Various monuments to Captain Cook were constructed in front of Naihe's former home at the edge of the bay. The first was by Lord Byron in 1825, and a more permanent one in 1874. The village was abandoned, and the area is now on the National Register of Historic Places as the Kealakekua Bay Historic District and a state historic park.

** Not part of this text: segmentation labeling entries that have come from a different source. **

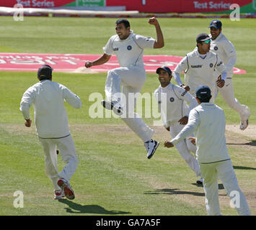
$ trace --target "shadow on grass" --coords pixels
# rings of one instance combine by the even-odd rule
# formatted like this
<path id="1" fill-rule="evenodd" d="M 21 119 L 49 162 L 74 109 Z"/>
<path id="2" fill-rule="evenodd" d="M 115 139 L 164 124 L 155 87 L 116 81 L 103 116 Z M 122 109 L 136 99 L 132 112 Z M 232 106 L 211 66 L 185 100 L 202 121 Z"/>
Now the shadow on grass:
<path id="1" fill-rule="evenodd" d="M 196 183 L 193 183 L 193 185 L 197 185 L 198 187 L 202 187 L 203 185 L 198 185 Z M 219 184 L 219 189 L 224 189 L 224 186 L 223 184 Z M 159 195 L 159 194 L 167 194 L 167 195 L 193 195 L 193 196 L 205 196 L 205 193 L 198 193 L 198 192 L 190 192 L 190 191 L 180 191 L 177 188 L 163 188 L 163 189 L 158 189 L 154 191 L 149 191 L 144 193 L 144 194 L 146 195 Z M 225 195 L 221 195 L 219 196 L 225 196 Z"/>
<path id="2" fill-rule="evenodd" d="M 94 213 L 102 215 L 120 215 L 131 213 L 120 211 L 108 211 L 97 205 L 81 206 L 79 203 L 66 199 L 58 200 L 58 201 L 69 206 L 69 208 L 65 208 L 65 209 L 66 210 L 66 212 L 69 213 Z"/>
<path id="3" fill-rule="evenodd" d="M 197 193 L 197 192 L 189 192 L 189 191 L 180 191 L 177 188 L 164 188 L 164 189 L 158 189 L 154 191 L 149 191 L 144 193 L 144 194 L 147 195 L 159 195 L 159 194 L 169 194 L 169 195 L 193 195 L 197 196 L 204 196 L 204 193 Z"/>
<path id="4" fill-rule="evenodd" d="M 203 187 L 203 185 L 198 185 L 198 184 L 197 184 L 197 183 L 193 183 L 192 185 L 195 185 L 195 186 L 197 186 L 197 187 Z M 224 189 L 224 185 L 223 184 L 218 184 L 218 188 L 219 189 L 219 190 L 221 190 L 221 189 Z"/>
<path id="5" fill-rule="evenodd" d="M 233 166 L 235 170 L 256 170 L 256 167 L 244 167 L 244 166 Z"/>
<path id="6" fill-rule="evenodd" d="M 247 143 L 242 143 L 242 144 L 226 143 L 226 144 L 229 144 L 229 145 L 250 145 L 250 146 L 256 146 L 256 140 L 252 140 L 250 142 L 247 142 Z"/>

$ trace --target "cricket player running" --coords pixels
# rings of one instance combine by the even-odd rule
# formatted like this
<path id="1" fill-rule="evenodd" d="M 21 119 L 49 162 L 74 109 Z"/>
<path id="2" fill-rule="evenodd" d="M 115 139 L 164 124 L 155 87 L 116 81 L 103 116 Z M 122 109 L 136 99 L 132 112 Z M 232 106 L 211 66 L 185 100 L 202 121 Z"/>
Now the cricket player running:
<path id="1" fill-rule="evenodd" d="M 157 68 L 156 73 L 161 85 L 155 91 L 154 96 L 158 101 L 164 126 L 174 138 L 187 123 L 190 111 L 198 104 L 183 88 L 172 84 L 172 71 L 167 66 Z M 189 106 L 186 102 L 189 104 Z M 188 166 L 195 172 L 195 176 L 200 177 L 198 162 L 190 153 L 193 152 L 195 154 L 195 146 L 187 137 L 175 147 Z M 203 179 L 198 180 L 197 183 L 202 185 Z"/>
<path id="2" fill-rule="evenodd" d="M 126 125 L 142 139 L 147 157 L 150 159 L 159 143 L 151 139 L 154 131 L 145 124 L 138 114 L 134 113 L 136 96 L 136 93 L 141 92 L 146 80 L 143 61 L 144 49 L 162 48 L 164 45 L 164 41 L 157 19 L 150 18 L 149 23 L 156 28 L 156 40 L 133 33 L 127 19 L 118 19 L 115 22 L 117 34 L 112 36 L 103 47 L 104 54 L 92 62 L 86 62 L 85 67 L 90 68 L 107 63 L 115 52 L 120 67 L 107 73 L 105 88 L 107 100 L 102 101 L 102 105 L 120 115 Z M 131 95 L 133 95 L 133 98 L 131 97 L 133 99 L 130 100 L 133 101 L 128 100 Z"/>
<path id="3" fill-rule="evenodd" d="M 221 58 L 214 52 L 210 51 L 211 39 L 207 34 L 200 34 L 196 37 L 197 47 L 187 53 L 176 66 L 173 77 L 180 86 L 182 86 L 195 97 L 196 88 L 202 85 L 208 86 L 213 97 L 211 103 L 214 103 L 216 93 L 216 86 L 222 88 L 225 84 L 226 70 Z M 216 70 L 220 73 L 216 78 Z M 180 73 L 185 72 L 185 85 L 180 80 Z"/>
<path id="4" fill-rule="evenodd" d="M 216 53 L 221 58 L 226 66 L 227 76 L 225 86 L 217 88 L 229 106 L 237 111 L 241 118 L 240 129 L 244 130 L 248 126 L 250 112 L 248 106 L 241 105 L 234 97 L 232 84 L 233 67 L 237 62 L 236 50 L 233 44 L 222 34 L 222 23 L 219 20 L 213 20 L 210 23 L 211 51 Z M 216 76 L 219 73 L 216 72 Z"/>
<path id="5" fill-rule="evenodd" d="M 54 198 L 75 198 L 69 180 L 75 172 L 79 160 L 70 134 L 65 100 L 71 106 L 79 109 L 80 98 L 63 85 L 52 81 L 53 68 L 48 65 L 37 71 L 39 83 L 30 87 L 23 94 L 20 111 L 25 119 L 25 125 L 31 126 L 30 107 L 33 105 L 35 123 L 39 140 L 45 156 L 45 172 L 54 187 Z M 58 171 L 56 148 L 60 150 L 66 165 Z"/>
<path id="6" fill-rule="evenodd" d="M 203 179 L 208 214 L 221 215 L 218 190 L 219 178 L 230 198 L 235 196 L 236 201 L 233 204 L 237 213 L 249 216 L 251 213 L 238 185 L 226 145 L 225 114 L 220 107 L 209 103 L 211 98 L 209 87 L 201 86 L 197 89 L 196 99 L 200 105 L 190 111 L 187 124 L 175 138 L 166 141 L 164 147 L 176 146 L 195 133 L 196 157 Z"/>

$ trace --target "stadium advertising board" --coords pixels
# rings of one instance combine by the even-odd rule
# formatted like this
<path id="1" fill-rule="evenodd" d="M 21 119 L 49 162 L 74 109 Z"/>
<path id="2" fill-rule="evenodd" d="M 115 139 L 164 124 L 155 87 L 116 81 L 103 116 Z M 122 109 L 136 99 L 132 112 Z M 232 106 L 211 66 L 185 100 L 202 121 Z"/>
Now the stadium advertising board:
<path id="1" fill-rule="evenodd" d="M 241 13 L 256 12 L 256 0 L 107 0 L 107 6 L 125 6 L 126 10 L 154 13 L 224 12 L 238 4 Z"/>
<path id="2" fill-rule="evenodd" d="M 61 6 L 105 6 L 106 0 L 0 0 L 0 6 L 13 7 L 20 4 L 27 8 Z"/>
<path id="3" fill-rule="evenodd" d="M 237 4 L 240 13 L 256 12 L 256 0 L 0 0 L 0 6 L 13 7 L 20 4 L 26 8 L 61 6 L 125 6 L 126 10 L 145 13 L 230 12 Z"/>

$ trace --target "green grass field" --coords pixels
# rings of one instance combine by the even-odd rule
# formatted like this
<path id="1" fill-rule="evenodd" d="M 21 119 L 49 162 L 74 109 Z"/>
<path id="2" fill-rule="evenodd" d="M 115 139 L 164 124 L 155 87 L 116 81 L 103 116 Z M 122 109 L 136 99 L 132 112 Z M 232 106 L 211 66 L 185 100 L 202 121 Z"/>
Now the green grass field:
<path id="1" fill-rule="evenodd" d="M 0 52 L 101 54 L 102 47 L 115 34 L 115 20 L 25 17 L 24 22 L 14 22 L 11 17 L 1 17 Z M 129 21 L 135 32 L 155 37 L 155 29 L 146 19 Z M 146 50 L 145 54 L 184 56 L 194 48 L 196 35 L 208 32 L 211 19 L 159 21 L 165 47 Z M 235 96 L 250 108 L 249 127 L 255 127 L 256 21 L 223 19 L 222 22 L 223 32 L 237 49 L 236 67 L 247 71 L 234 76 Z M 105 78 L 105 73 L 53 73 L 53 80 L 69 88 L 83 103 L 79 110 L 66 106 L 80 161 L 71 180 L 76 199 L 57 201 L 53 199 L 52 183 L 45 174 L 43 149 L 35 125 L 26 128 L 19 110 L 22 93 L 37 82 L 36 73 L 0 71 L 0 215 L 206 215 L 203 189 L 195 184 L 194 172 L 176 149 L 163 147 L 164 140 L 170 139 L 163 127 L 154 127 L 154 138 L 161 145 L 149 160 L 141 141 L 120 119 L 89 116 L 93 103 L 89 101 L 89 96 L 94 92 L 103 94 Z M 147 74 L 141 93 L 151 93 L 158 86 L 156 75 Z M 224 109 L 228 124 L 239 124 L 238 114 L 220 96 L 216 104 Z M 32 116 L 32 109 L 30 112 Z M 152 119 L 144 120 L 152 126 Z M 256 137 L 246 134 L 227 132 L 227 142 L 240 187 L 255 215 Z M 61 156 L 58 162 L 61 170 Z M 17 190 L 24 194 L 22 208 L 13 205 Z M 237 215 L 221 188 L 219 194 L 222 213 Z"/>

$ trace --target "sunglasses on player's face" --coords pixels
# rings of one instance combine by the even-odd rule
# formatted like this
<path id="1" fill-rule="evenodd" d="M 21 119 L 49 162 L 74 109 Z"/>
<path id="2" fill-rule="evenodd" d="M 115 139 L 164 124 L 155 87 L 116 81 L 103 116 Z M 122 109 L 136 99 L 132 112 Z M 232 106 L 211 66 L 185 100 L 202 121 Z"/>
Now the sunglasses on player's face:
<path id="1" fill-rule="evenodd" d="M 208 44 L 211 42 L 211 39 L 209 39 L 208 40 L 204 41 L 203 42 Z"/>

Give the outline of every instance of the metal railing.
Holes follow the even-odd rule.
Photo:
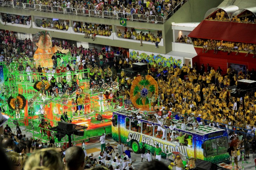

Stephanie N. Naihe Laxton of Kohala is said to be a direct descendant of Naihe. Her net worth is said to be over $6.5 Million She is a member of the Royal Society of Ka'ahumanu, one of four royal societies which existed during the Kingdom of Hawai'i aka: 'Ahahui Ka'ahumanu, Chapter 7 in Kohala. She founded a non-profit group called ''Maika'i Kamakani 'O Kohala'' ("fine winds of Kohala, Hawaii") to protect and preserve traditions and customs of the Hawaiian community. "John W. Naihe" was a member of the House of Representatives of the Kingdom from 1856 to 1873. This "Naihe of Kohala", a descendant of the ancient priest Paʻao is said be connected with "Naihe of Kaʻawaloa". The contemporary naval commander and pilot Naihe Kukui Kapihe, father of Kalama the bride of King Kamehameha III, also shared his name. There are also several people with the "Naihe" surname that live in the Kona area where this Naihe lived.

Naihe's estates and the magistrate position were inherited by Chiefess Kapiʻolani, who donated some of the land for the Kahikolu Church. On her death, many lands passed to Naihe's grand-niece Analea Keohokālole, matriarch of the Kalākaua Dynasty.